I walked each night. The music hall on campus made picking a destination easy. You always loved music. I assumed you did, anyway. You always loved those places you could practice. The ones with soundproof walls and doors. The ones you could make mistakes in.
Any hardships you leaned on me for. The classes and the study sessions, the food, the cleaning, the organizing. At the far end of the days, I set up all the times just so we could be in the piano rooms. The ones without mistakes. You’d dart past the doors so fast, so no one could see you; not even if a minuscule peep faded through the doors. I met you each night on the steps outside the building. You’d emerge from darkness, and I always waited under the street lamps.
I could hear the grand in the hall down the way. The one without mistakes in mastery, not in the safety of soundproof glass. Sometimes I played on that piano, besides the ones in the practice rooms. I had to have a special day for that to happen. A day with a win. Most nights didn’t have one.
You’d come home with me after practice. You’d get bored eventually. There is only so much dauntless singing one can do before the courageous high of getting there falls away. There you’re just a soul in a white walled cage with a scratchy voice and confidence only gained in satisfaction. We’d go back to the apartment, to the dark room, to shadows.
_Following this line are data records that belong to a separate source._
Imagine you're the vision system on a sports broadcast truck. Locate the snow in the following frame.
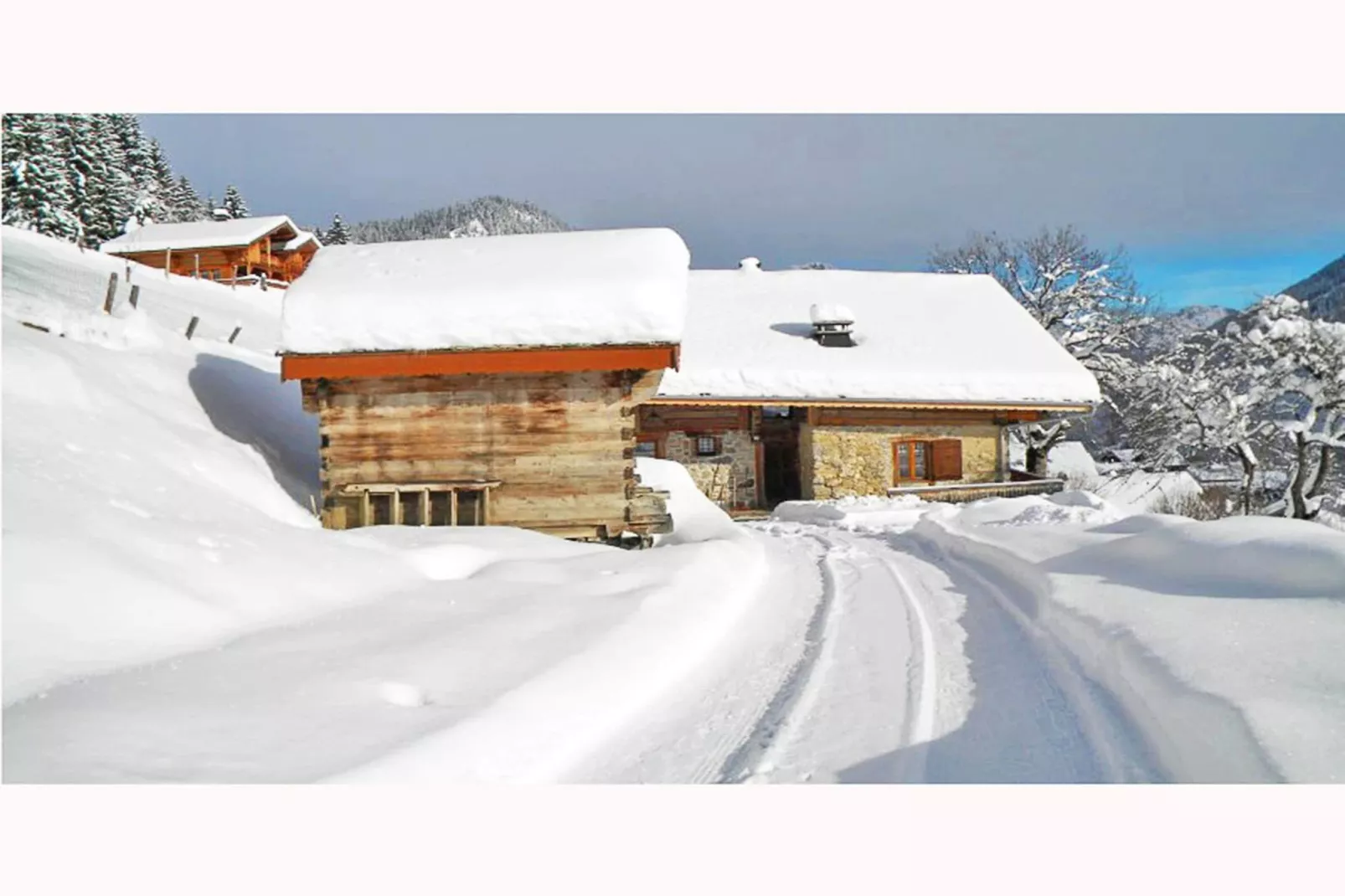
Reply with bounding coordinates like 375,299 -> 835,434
3,229 -> 780,781
271,230 -> 322,251
808,302 -> 854,324
917,514 -> 1345,781
281,229 -> 690,353
1046,441 -> 1099,483
100,215 -> 300,255
635,457 -> 745,545
1092,468 -> 1203,512
0,229 -> 1345,783
659,270 -> 1099,405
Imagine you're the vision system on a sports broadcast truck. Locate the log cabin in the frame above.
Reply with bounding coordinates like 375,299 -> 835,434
636,258 -> 1099,514
280,229 -> 690,543
100,215 -> 320,289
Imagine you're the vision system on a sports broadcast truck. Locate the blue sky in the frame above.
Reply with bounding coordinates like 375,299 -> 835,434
144,115 -> 1345,306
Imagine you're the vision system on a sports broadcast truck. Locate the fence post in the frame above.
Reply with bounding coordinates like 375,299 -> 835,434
102,270 -> 117,315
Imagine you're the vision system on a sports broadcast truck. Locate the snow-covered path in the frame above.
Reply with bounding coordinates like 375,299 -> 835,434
735,523 -> 1162,783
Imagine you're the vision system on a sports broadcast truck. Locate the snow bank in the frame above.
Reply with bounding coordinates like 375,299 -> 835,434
0,226 -> 280,355
635,457 -> 746,545
770,495 -> 934,530
98,215 -> 302,253
281,229 -> 690,353
1094,470 -> 1203,512
659,270 -> 1099,404
1046,441 -> 1099,483
1060,517 -> 1345,601
913,492 -> 1345,781
965,491 -> 1128,526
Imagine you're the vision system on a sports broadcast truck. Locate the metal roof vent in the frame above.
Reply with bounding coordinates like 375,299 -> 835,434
808,304 -> 854,348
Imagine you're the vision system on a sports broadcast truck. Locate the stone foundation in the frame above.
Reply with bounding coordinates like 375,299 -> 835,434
799,425 -> 1001,501
664,430 -> 756,507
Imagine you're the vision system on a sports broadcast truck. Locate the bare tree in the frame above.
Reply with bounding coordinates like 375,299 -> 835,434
930,228 -> 1150,379
1230,296 -> 1345,519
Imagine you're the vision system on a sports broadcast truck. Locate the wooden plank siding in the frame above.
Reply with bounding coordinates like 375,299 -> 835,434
116,238 -> 316,282
280,344 -> 679,379
302,370 -> 667,537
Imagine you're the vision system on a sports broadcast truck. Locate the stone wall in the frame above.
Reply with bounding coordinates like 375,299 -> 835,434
799,425 -> 1001,501
664,430 -> 756,507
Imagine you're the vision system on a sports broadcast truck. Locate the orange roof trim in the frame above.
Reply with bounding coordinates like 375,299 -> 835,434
280,344 -> 681,379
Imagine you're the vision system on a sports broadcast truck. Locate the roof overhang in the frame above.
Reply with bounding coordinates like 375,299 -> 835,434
280,344 -> 681,379
644,395 -> 1094,415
By the time of February, I had scarcely went to practice at the music hall. I did not continue my efforts of mastery on the grand, nor did your courage last very long in the practice rooms. You’d play the keys for a few minutes and tell me, “what’s the point?”
I had been in the dining hall one night, rather than the music halls. Sitting in shadow. Rain pelted the window.
“Oh, do you need a seat?” She saw I was drawing at a seat in the dark. Above hers, a light.
“I’m just doodling.” I said. “Enjoying the rain.”
She gestured to the chair on the other side of the table. We sat down with her.
“So you two live around here?”
I must have misheard.
“Yes. I live in the apartments. I used to live in the dorms the dining hall is built into.”
She gestured to me a second time. Not hallucinating.
My voice took on a dark sorrow. “I live here.” And I patted my head.
“And here.” I patted my thigh.
“I see. You’re really riddled with it then, huh?”
The light above her seat stayed firm, but I swore as more people finished their meals around us, they faded out of the dining hall and shadow made space for nothing else. I wouldn’t let myself ruin this. I began to tell her of my proficiency.
“I practice — well, sort of practice at the music halls.”
“And does it help?”
“You know, when its sunny and shining there are cicadas on the trees and in the grass.” She said. “I used to think their sound was the sun shining.”
“I did too, as a kid.” I remembered staring up from my swimming pool into the leaves above, the sunbeams shining through with their deafening chitters.
“I used to shuck corn cobs outside when we visited our relatives at the Cape.”
“I did that too. We had bags full.”
‘I used to… huh.” The shadow did not appear to be in a position of her liking. “We’ve really got it bad.” Her light flickered, just a bit.
I walked home from the dining hall back to the apartment to rest. But on the way out, I figured I’d visit an old place of mine that swirls in the memory in deafening waves. A small sunflower garden, where ghosts and phantoms of my past swim round and round. The two were there.
“What’s the point, we can just go sleep. We can be free for just a little while.”
I started, “do you remember this garden, with its tall stalky sunflowers in the warm weather? We tried to draw them once, do you remember? We would put cuts of them in our apartment room to liven the place. I can’t believe how far away it feels.”
“We don’t deserve to be here.”
“We can make new memories here, we just have to —“
“Shut the fuck up, Hope.” I said aloud. The light flickered out. I imagined playing on the grand in the music halls. I couldn’t sit here in this garden and feel nothing. Tears fell. My slumped shoulders pointing forward, I shuffled to my apartment. I turned off the desk lamp. And let another night pass by.
When I woke up to the blinds drawn. I got up to brush my teeth. In the mirror I saw myself then, “Today, today will be different. This month will be different.”
My reflection talked back, “You’ll never succeed, you don’t deserve to be here.”
I smiled then and let out a small laugh.
“You need me more than I need you.”
I walked out my door with a backpack and slowly Hope’s light came back on. When every night felt like a rock bottom, every morning felt like swimming to the surface. I can only choose to make choices in the right direction.